J'ai remercié ma compagne de son aide. Elle m'a dit que ce n'était rien. J'avais du mal à comprendre ses motivations. Était-elle simplement gentille ou avait-elle quelque chose derrière la tête ?
Nous sommes arrivées sans encombres au marché. Là, j'ai de nouveau entamé la conversation, de la façon la plus innocente possible.
– Dites-moi, Léanna, savez-vous si l'on peut entrer dans le château ?
– Oh non ! Seulement les nobles et quelques artisans qui ont affaire avec le gouverneur peuvent y pénétrer ! Il est assez paranoïaque, le gouverneur.

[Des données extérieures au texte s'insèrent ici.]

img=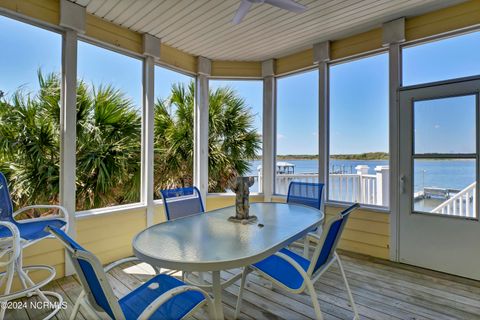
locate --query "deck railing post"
[355,164,368,203]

Il voit le mal partout. En un certain sens, c'est mieux ainsi car, d'après ce que j'ai entendu dire, cela a permis de capturer de dangereux pirates cette nuit.
Elle a dit cela en me lançant un drôle de regard, comme si elle voulait me percer à jour.
– Ah... me suis-je contentée de répondre. Et vous ? Avez-vous affaire avec le gouverneur ?
– Non ! Je suis une simple paysanne ? Comment pourrais-je être d'aucune aide aux nobles ?
– J'avais oublié que ces gens ne veulent pas se mêler à ceux qui les nourrissent et leur procurent toutes leurs richesses...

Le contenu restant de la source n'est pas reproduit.